Static Key Leak: A compromised SSH private key provides persistent, indefinite access until it is manually discovered and revoked on every single server where its public key is installed. An attacker can remain undetected for months.

Modern Methods Leak:

SSH Certificate: If the temporary certificate is stolen, it's only valid for a few minutes. By the time an attacker can use it, it has likely already expired.

OIDC Token/Proxy Token: These tokens are also short-lived (typically 5-60 minutes). A stolen token becomes useless very quickly. More importantly, the session it establishes is also temporary and logged.

Centralized control and immediate revocation

Management and control are moved from the edges (each individual VM) to a central system.

Static Key: Revocation is a distributed problem. To revoke access, you must connect to every single VM and remove the public key from the authorized_keys file. This is slow, error-prone, and doesn't scale.
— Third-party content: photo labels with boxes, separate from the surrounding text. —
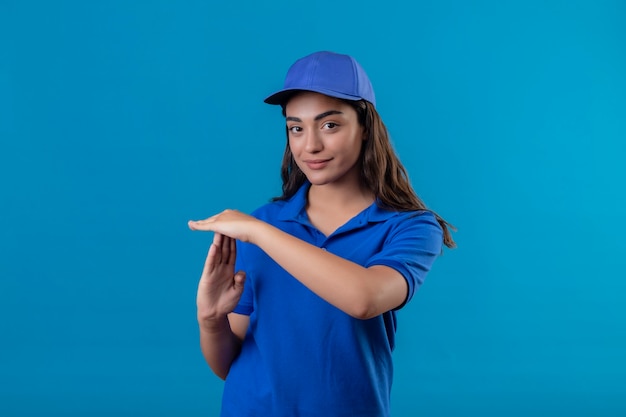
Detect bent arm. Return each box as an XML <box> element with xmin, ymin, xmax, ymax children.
<box><xmin>198</xmin><ymin>313</ymin><xmax>250</xmax><ymax>379</ymax></box>
<box><xmin>251</xmin><ymin>222</ymin><xmax>408</xmax><ymax>319</ymax></box>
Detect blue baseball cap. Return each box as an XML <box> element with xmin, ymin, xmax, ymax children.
<box><xmin>264</xmin><ymin>51</ymin><xmax>376</xmax><ymax>106</ymax></box>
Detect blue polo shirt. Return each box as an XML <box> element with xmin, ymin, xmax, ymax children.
<box><xmin>221</xmin><ymin>183</ymin><xmax>442</xmax><ymax>417</ymax></box>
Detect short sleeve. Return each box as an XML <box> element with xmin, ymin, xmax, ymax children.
<box><xmin>233</xmin><ymin>241</ymin><xmax>254</xmax><ymax>316</ymax></box>
<box><xmin>365</xmin><ymin>211</ymin><xmax>443</xmax><ymax>308</ymax></box>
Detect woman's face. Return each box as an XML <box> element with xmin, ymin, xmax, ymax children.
<box><xmin>285</xmin><ymin>92</ymin><xmax>363</xmax><ymax>185</ymax></box>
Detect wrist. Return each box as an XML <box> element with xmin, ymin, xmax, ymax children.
<box><xmin>198</xmin><ymin>314</ymin><xmax>230</xmax><ymax>333</ymax></box>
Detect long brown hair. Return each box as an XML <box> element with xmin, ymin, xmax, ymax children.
<box><xmin>272</xmin><ymin>100</ymin><xmax>456</xmax><ymax>248</ymax></box>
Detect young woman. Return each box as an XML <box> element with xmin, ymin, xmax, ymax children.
<box><xmin>189</xmin><ymin>52</ymin><xmax>454</xmax><ymax>417</ymax></box>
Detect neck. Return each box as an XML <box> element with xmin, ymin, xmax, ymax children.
<box><xmin>308</xmin><ymin>183</ymin><xmax>375</xmax><ymax>211</ymax></box>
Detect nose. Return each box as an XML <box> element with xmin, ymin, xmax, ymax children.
<box><xmin>304</xmin><ymin>129</ymin><xmax>324</xmax><ymax>153</ymax></box>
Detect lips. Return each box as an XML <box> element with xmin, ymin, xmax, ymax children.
<box><xmin>304</xmin><ymin>159</ymin><xmax>330</xmax><ymax>170</ymax></box>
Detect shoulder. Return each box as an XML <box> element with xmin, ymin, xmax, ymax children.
<box><xmin>388</xmin><ymin>210</ymin><xmax>443</xmax><ymax>252</ymax></box>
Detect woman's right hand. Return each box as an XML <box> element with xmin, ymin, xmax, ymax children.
<box><xmin>196</xmin><ymin>233</ymin><xmax>246</xmax><ymax>325</ymax></box>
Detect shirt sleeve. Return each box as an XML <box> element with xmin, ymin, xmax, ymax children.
<box><xmin>233</xmin><ymin>241</ymin><xmax>254</xmax><ymax>316</ymax></box>
<box><xmin>365</xmin><ymin>211</ymin><xmax>443</xmax><ymax>308</ymax></box>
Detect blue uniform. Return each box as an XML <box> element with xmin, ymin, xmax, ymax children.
<box><xmin>221</xmin><ymin>183</ymin><xmax>442</xmax><ymax>417</ymax></box>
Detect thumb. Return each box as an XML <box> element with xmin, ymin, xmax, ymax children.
<box><xmin>233</xmin><ymin>271</ymin><xmax>246</xmax><ymax>292</ymax></box>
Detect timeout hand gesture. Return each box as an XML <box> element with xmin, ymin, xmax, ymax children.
<box><xmin>188</xmin><ymin>210</ymin><xmax>263</xmax><ymax>243</ymax></box>
<box><xmin>196</xmin><ymin>233</ymin><xmax>245</xmax><ymax>321</ymax></box>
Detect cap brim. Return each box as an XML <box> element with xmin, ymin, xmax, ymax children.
<box><xmin>263</xmin><ymin>88</ymin><xmax>362</xmax><ymax>106</ymax></box>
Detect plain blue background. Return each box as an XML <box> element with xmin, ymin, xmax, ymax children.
<box><xmin>0</xmin><ymin>0</ymin><xmax>626</xmax><ymax>417</ymax></box>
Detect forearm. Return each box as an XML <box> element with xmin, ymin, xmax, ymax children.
<box><xmin>198</xmin><ymin>316</ymin><xmax>241</xmax><ymax>379</ymax></box>
<box><xmin>252</xmin><ymin>223</ymin><xmax>407</xmax><ymax>319</ymax></box>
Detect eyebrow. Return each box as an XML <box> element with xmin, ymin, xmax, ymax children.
<box><xmin>285</xmin><ymin>110</ymin><xmax>343</xmax><ymax>123</ymax></box>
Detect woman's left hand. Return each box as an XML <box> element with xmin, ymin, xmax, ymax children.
<box><xmin>187</xmin><ymin>210</ymin><xmax>262</xmax><ymax>242</ymax></box>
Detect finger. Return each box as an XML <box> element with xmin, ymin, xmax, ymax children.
<box><xmin>220</xmin><ymin>235</ymin><xmax>232</xmax><ymax>263</ymax></box>
<box><xmin>227</xmin><ymin>234</ymin><xmax>237</xmax><ymax>265</ymax></box>
<box><xmin>187</xmin><ymin>217</ymin><xmax>214</xmax><ymax>232</ymax></box>
<box><xmin>233</xmin><ymin>271</ymin><xmax>246</xmax><ymax>292</ymax></box>
<box><xmin>202</xmin><ymin>243</ymin><xmax>218</xmax><ymax>275</ymax></box>
<box><xmin>213</xmin><ymin>233</ymin><xmax>224</xmax><ymax>263</ymax></box>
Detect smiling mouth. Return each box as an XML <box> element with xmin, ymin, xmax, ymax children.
<box><xmin>304</xmin><ymin>159</ymin><xmax>330</xmax><ymax>169</ymax></box>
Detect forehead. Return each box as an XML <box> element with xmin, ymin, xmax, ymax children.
<box><xmin>285</xmin><ymin>91</ymin><xmax>356</xmax><ymax>116</ymax></box>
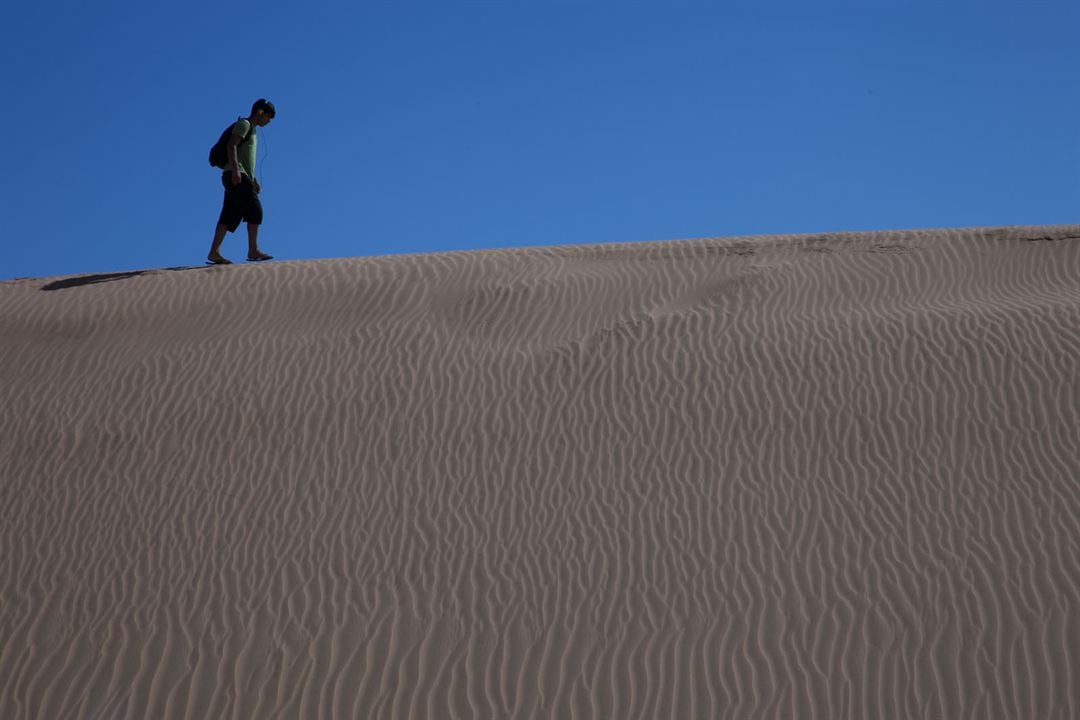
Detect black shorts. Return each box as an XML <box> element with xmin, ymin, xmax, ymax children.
<box><xmin>217</xmin><ymin>173</ymin><xmax>262</xmax><ymax>232</ymax></box>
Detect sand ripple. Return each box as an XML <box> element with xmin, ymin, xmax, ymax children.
<box><xmin>0</xmin><ymin>226</ymin><xmax>1080</xmax><ymax>720</ymax></box>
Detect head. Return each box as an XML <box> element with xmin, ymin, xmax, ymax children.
<box><xmin>252</xmin><ymin>98</ymin><xmax>276</xmax><ymax>127</ymax></box>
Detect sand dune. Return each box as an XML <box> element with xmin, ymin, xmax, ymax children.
<box><xmin>0</xmin><ymin>226</ymin><xmax>1080</xmax><ymax>720</ymax></box>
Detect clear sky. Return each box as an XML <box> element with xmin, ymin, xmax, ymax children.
<box><xmin>0</xmin><ymin>0</ymin><xmax>1080</xmax><ymax>279</ymax></box>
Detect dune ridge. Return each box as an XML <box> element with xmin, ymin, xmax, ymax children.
<box><xmin>0</xmin><ymin>226</ymin><xmax>1080</xmax><ymax>720</ymax></box>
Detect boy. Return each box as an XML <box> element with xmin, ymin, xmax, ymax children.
<box><xmin>206</xmin><ymin>99</ymin><xmax>276</xmax><ymax>264</ymax></box>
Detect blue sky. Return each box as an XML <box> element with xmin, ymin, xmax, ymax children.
<box><xmin>0</xmin><ymin>0</ymin><xmax>1080</xmax><ymax>279</ymax></box>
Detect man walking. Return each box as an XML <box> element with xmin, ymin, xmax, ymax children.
<box><xmin>206</xmin><ymin>99</ymin><xmax>275</xmax><ymax>264</ymax></box>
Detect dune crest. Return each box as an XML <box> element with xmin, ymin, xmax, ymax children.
<box><xmin>0</xmin><ymin>226</ymin><xmax>1080</xmax><ymax>720</ymax></box>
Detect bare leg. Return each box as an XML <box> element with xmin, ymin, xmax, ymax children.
<box><xmin>206</xmin><ymin>225</ymin><xmax>229</xmax><ymax>263</ymax></box>
<box><xmin>247</xmin><ymin>222</ymin><xmax>271</xmax><ymax>260</ymax></box>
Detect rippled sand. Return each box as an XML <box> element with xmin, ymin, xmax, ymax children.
<box><xmin>0</xmin><ymin>226</ymin><xmax>1080</xmax><ymax>720</ymax></box>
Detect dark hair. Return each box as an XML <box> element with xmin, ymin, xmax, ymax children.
<box><xmin>252</xmin><ymin>97</ymin><xmax>276</xmax><ymax>118</ymax></box>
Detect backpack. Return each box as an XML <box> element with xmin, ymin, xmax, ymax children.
<box><xmin>210</xmin><ymin>118</ymin><xmax>255</xmax><ymax>169</ymax></box>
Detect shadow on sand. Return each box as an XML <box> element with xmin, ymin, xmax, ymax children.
<box><xmin>41</xmin><ymin>266</ymin><xmax>203</xmax><ymax>290</ymax></box>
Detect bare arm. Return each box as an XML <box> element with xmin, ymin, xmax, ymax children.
<box><xmin>227</xmin><ymin>135</ymin><xmax>245</xmax><ymax>185</ymax></box>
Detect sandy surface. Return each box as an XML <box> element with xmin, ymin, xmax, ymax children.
<box><xmin>0</xmin><ymin>226</ymin><xmax>1080</xmax><ymax>720</ymax></box>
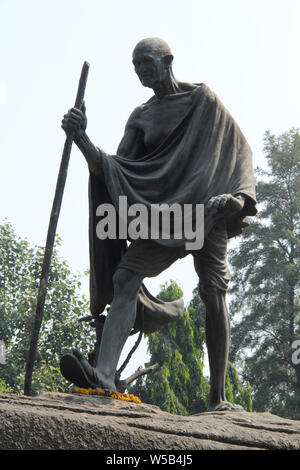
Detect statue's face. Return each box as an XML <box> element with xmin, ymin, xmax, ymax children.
<box><xmin>132</xmin><ymin>45</ymin><xmax>168</xmax><ymax>88</ymax></box>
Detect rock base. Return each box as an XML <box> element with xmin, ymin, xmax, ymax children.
<box><xmin>0</xmin><ymin>393</ymin><xmax>300</xmax><ymax>451</ymax></box>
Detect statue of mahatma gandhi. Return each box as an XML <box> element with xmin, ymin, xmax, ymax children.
<box><xmin>61</xmin><ymin>38</ymin><xmax>256</xmax><ymax>410</ymax></box>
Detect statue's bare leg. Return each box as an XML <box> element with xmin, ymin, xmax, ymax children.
<box><xmin>200</xmin><ymin>286</ymin><xmax>242</xmax><ymax>411</ymax></box>
<box><xmin>60</xmin><ymin>269</ymin><xmax>142</xmax><ymax>391</ymax></box>
<box><xmin>96</xmin><ymin>269</ymin><xmax>142</xmax><ymax>390</ymax></box>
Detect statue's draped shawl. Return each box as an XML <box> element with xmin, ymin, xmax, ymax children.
<box><xmin>89</xmin><ymin>84</ymin><xmax>256</xmax><ymax>332</ymax></box>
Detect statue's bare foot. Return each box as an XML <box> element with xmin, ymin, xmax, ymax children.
<box><xmin>206</xmin><ymin>194</ymin><xmax>244</xmax><ymax>215</ymax></box>
<box><xmin>60</xmin><ymin>349</ymin><xmax>116</xmax><ymax>391</ymax></box>
<box><xmin>208</xmin><ymin>401</ymin><xmax>245</xmax><ymax>411</ymax></box>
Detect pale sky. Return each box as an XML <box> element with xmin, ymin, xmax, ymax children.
<box><xmin>0</xmin><ymin>0</ymin><xmax>300</xmax><ymax>369</ymax></box>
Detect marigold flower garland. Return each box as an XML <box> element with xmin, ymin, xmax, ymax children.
<box><xmin>72</xmin><ymin>387</ymin><xmax>142</xmax><ymax>403</ymax></box>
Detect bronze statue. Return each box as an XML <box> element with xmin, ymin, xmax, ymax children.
<box><xmin>61</xmin><ymin>38</ymin><xmax>256</xmax><ymax>410</ymax></box>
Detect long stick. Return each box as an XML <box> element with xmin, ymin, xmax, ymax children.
<box><xmin>24</xmin><ymin>62</ymin><xmax>89</xmax><ymax>395</ymax></box>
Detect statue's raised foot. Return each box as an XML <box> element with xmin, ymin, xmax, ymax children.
<box><xmin>60</xmin><ymin>349</ymin><xmax>116</xmax><ymax>391</ymax></box>
<box><xmin>207</xmin><ymin>401</ymin><xmax>245</xmax><ymax>411</ymax></box>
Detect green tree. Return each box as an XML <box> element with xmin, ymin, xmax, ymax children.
<box><xmin>0</xmin><ymin>222</ymin><xmax>95</xmax><ymax>393</ymax></box>
<box><xmin>130</xmin><ymin>281</ymin><xmax>251</xmax><ymax>415</ymax></box>
<box><xmin>230</xmin><ymin>129</ymin><xmax>300</xmax><ymax>419</ymax></box>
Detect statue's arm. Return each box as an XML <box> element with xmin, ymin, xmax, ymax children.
<box><xmin>117</xmin><ymin>106</ymin><xmax>146</xmax><ymax>160</ymax></box>
<box><xmin>62</xmin><ymin>107</ymin><xmax>107</xmax><ymax>179</ymax></box>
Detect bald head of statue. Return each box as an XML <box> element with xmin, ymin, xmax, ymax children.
<box><xmin>132</xmin><ymin>38</ymin><xmax>176</xmax><ymax>94</ymax></box>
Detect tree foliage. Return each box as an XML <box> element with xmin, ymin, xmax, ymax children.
<box><xmin>230</xmin><ymin>129</ymin><xmax>300</xmax><ymax>419</ymax></box>
<box><xmin>130</xmin><ymin>281</ymin><xmax>252</xmax><ymax>415</ymax></box>
<box><xmin>0</xmin><ymin>222</ymin><xmax>95</xmax><ymax>393</ymax></box>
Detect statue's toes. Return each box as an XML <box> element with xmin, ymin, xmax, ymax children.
<box><xmin>60</xmin><ymin>354</ymin><xmax>97</xmax><ymax>388</ymax></box>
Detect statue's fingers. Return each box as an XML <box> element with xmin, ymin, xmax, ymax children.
<box><xmin>80</xmin><ymin>101</ymin><xmax>86</xmax><ymax>114</ymax></box>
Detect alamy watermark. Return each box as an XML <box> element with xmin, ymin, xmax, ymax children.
<box><xmin>96</xmin><ymin>196</ymin><xmax>204</xmax><ymax>250</ymax></box>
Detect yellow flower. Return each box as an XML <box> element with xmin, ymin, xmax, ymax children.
<box><xmin>72</xmin><ymin>387</ymin><xmax>142</xmax><ymax>404</ymax></box>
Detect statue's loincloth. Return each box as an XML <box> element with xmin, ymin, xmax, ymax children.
<box><xmin>117</xmin><ymin>222</ymin><xmax>230</xmax><ymax>291</ymax></box>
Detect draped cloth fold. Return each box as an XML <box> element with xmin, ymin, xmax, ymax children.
<box><xmin>89</xmin><ymin>84</ymin><xmax>257</xmax><ymax>332</ymax></box>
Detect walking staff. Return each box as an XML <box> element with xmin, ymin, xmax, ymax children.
<box><xmin>24</xmin><ymin>62</ymin><xmax>89</xmax><ymax>395</ymax></box>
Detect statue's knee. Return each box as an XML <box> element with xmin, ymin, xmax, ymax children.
<box><xmin>199</xmin><ymin>284</ymin><xmax>226</xmax><ymax>306</ymax></box>
<box><xmin>113</xmin><ymin>269</ymin><xmax>141</xmax><ymax>295</ymax></box>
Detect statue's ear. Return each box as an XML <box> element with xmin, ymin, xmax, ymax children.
<box><xmin>163</xmin><ymin>54</ymin><xmax>174</xmax><ymax>67</ymax></box>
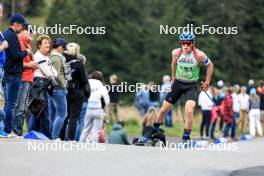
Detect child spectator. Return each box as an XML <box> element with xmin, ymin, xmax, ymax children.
<box><xmin>249</xmin><ymin>88</ymin><xmax>263</xmax><ymax>136</ymax></box>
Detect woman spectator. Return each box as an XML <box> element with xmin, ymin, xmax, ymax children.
<box><xmin>14</xmin><ymin>29</ymin><xmax>37</xmax><ymax>136</ymax></box>
<box><xmin>49</xmin><ymin>38</ymin><xmax>67</xmax><ymax>139</ymax></box>
<box><xmin>80</xmin><ymin>71</ymin><xmax>110</xmax><ymax>143</ymax></box>
<box><xmin>221</xmin><ymin>89</ymin><xmax>234</xmax><ymax>137</ymax></box>
<box><xmin>237</xmin><ymin>87</ymin><xmax>249</xmax><ymax>133</ymax></box>
<box><xmin>29</xmin><ymin>35</ymin><xmax>58</xmax><ymax>138</ymax></box>
<box><xmin>142</xmin><ymin>107</ymin><xmax>157</xmax><ymax>136</ymax></box>
<box><xmin>198</xmin><ymin>88</ymin><xmax>214</xmax><ymax>139</ymax></box>
<box><xmin>249</xmin><ymin>88</ymin><xmax>263</xmax><ymax>136</ymax></box>
<box><xmin>60</xmin><ymin>43</ymin><xmax>89</xmax><ymax>141</ymax></box>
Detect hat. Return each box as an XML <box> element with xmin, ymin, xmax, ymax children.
<box><xmin>53</xmin><ymin>38</ymin><xmax>68</xmax><ymax>48</ymax></box>
<box><xmin>9</xmin><ymin>13</ymin><xmax>28</xmax><ymax>27</ymax></box>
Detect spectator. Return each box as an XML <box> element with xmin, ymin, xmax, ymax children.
<box><xmin>74</xmin><ymin>62</ymin><xmax>89</xmax><ymax>141</ymax></box>
<box><xmin>247</xmin><ymin>79</ymin><xmax>255</xmax><ymax>95</ymax></box>
<box><xmin>221</xmin><ymin>89</ymin><xmax>234</xmax><ymax>137</ymax></box>
<box><xmin>60</xmin><ymin>43</ymin><xmax>90</xmax><ymax>141</ymax></box>
<box><xmin>249</xmin><ymin>88</ymin><xmax>263</xmax><ymax>136</ymax></box>
<box><xmin>48</xmin><ymin>38</ymin><xmax>67</xmax><ymax>139</ymax></box>
<box><xmin>2</xmin><ymin>13</ymin><xmax>32</xmax><ymax>135</ymax></box>
<box><xmin>29</xmin><ymin>35</ymin><xmax>58</xmax><ymax>138</ymax></box>
<box><xmin>0</xmin><ymin>109</ymin><xmax>5</xmax><ymax>134</ymax></box>
<box><xmin>0</xmin><ymin>4</ymin><xmax>8</xmax><ymax>95</ymax></box>
<box><xmin>237</xmin><ymin>87</ymin><xmax>249</xmax><ymax>134</ymax></box>
<box><xmin>14</xmin><ymin>27</ymin><xmax>37</xmax><ymax>136</ymax></box>
<box><xmin>210</xmin><ymin>87</ymin><xmax>222</xmax><ymax>140</ymax></box>
<box><xmin>0</xmin><ymin>4</ymin><xmax>8</xmax><ymax>132</ymax></box>
<box><xmin>135</xmin><ymin>85</ymin><xmax>149</xmax><ymax>117</ymax></box>
<box><xmin>108</xmin><ymin>74</ymin><xmax>120</xmax><ymax>124</ymax></box>
<box><xmin>160</xmin><ymin>75</ymin><xmax>173</xmax><ymax>127</ymax></box>
<box><xmin>231</xmin><ymin>85</ymin><xmax>240</xmax><ymax>139</ymax></box>
<box><xmin>257</xmin><ymin>80</ymin><xmax>264</xmax><ymax>124</ymax></box>
<box><xmin>148</xmin><ymin>81</ymin><xmax>159</xmax><ymax>108</ymax></box>
<box><xmin>198</xmin><ymin>88</ymin><xmax>214</xmax><ymax>139</ymax></box>
<box><xmin>108</xmin><ymin>121</ymin><xmax>130</xmax><ymax>145</ymax></box>
<box><xmin>142</xmin><ymin>107</ymin><xmax>157</xmax><ymax>137</ymax></box>
<box><xmin>80</xmin><ymin>71</ymin><xmax>110</xmax><ymax>143</ymax></box>
<box><xmin>98</xmin><ymin>120</ymin><xmax>106</xmax><ymax>143</ymax></box>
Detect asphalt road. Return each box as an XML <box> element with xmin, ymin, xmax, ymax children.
<box><xmin>0</xmin><ymin>138</ymin><xmax>264</xmax><ymax>176</ymax></box>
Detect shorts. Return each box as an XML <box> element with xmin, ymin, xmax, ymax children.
<box><xmin>165</xmin><ymin>80</ymin><xmax>198</xmax><ymax>104</ymax></box>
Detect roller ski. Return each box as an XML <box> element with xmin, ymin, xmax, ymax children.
<box><xmin>132</xmin><ymin>129</ymin><xmax>166</xmax><ymax>147</ymax></box>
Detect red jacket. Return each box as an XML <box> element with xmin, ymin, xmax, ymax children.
<box><xmin>19</xmin><ymin>32</ymin><xmax>35</xmax><ymax>82</ymax></box>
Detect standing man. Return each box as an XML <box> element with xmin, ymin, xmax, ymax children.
<box><xmin>0</xmin><ymin>4</ymin><xmax>8</xmax><ymax>92</ymax></box>
<box><xmin>143</xmin><ymin>33</ymin><xmax>213</xmax><ymax>143</ymax></box>
<box><xmin>13</xmin><ymin>27</ymin><xmax>37</xmax><ymax>136</ymax></box>
<box><xmin>2</xmin><ymin>13</ymin><xmax>32</xmax><ymax>134</ymax></box>
<box><xmin>108</xmin><ymin>74</ymin><xmax>120</xmax><ymax>124</ymax></box>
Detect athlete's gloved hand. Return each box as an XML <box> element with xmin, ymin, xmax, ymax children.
<box><xmin>201</xmin><ymin>81</ymin><xmax>209</xmax><ymax>91</ymax></box>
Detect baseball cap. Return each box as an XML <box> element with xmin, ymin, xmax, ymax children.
<box><xmin>9</xmin><ymin>13</ymin><xmax>29</xmax><ymax>27</ymax></box>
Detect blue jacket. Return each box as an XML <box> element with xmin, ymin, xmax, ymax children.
<box><xmin>3</xmin><ymin>28</ymin><xmax>27</xmax><ymax>77</ymax></box>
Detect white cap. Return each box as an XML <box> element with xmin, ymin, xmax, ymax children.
<box><xmin>217</xmin><ymin>80</ymin><xmax>224</xmax><ymax>87</ymax></box>
<box><xmin>248</xmin><ymin>79</ymin><xmax>254</xmax><ymax>85</ymax></box>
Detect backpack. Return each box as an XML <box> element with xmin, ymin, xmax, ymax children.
<box><xmin>66</xmin><ymin>59</ymin><xmax>79</xmax><ymax>89</ymax></box>
<box><xmin>176</xmin><ymin>47</ymin><xmax>201</xmax><ymax>67</ymax></box>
Modern Methods: You have a central control plane (the CA or Proxy). If you detect a breach, you can revoke access instantly at this single point. You can disable a user's identity, a specific service account, or a policy, and that change is immediately enforced across the entire fleet.

Rich context and policy enforcement (Least Privilege)

Modern systems make decisions based on rich, verifiable context, not just possession of a secret. A GitLab OIDC token, for example, contains verifiable claims like:

project_id: Which project is this job from?
ref_type: Was this a branch or a tag?
ref: What is the name of the branch (e.g., main)?
environment: Is this deploying to production?

This allows the central policy engine to enforce highly granular rules that are impossible with static keys:

Static Key: The key grants access. That's it.

Modern Methods: The policy can state: "Only allow connections from a job running on the main branch of project X that is deploying to the production environment. Grant access as the deployer user for exactly 5 minutes." A job from a feature branch, even with a valid token, would be denied.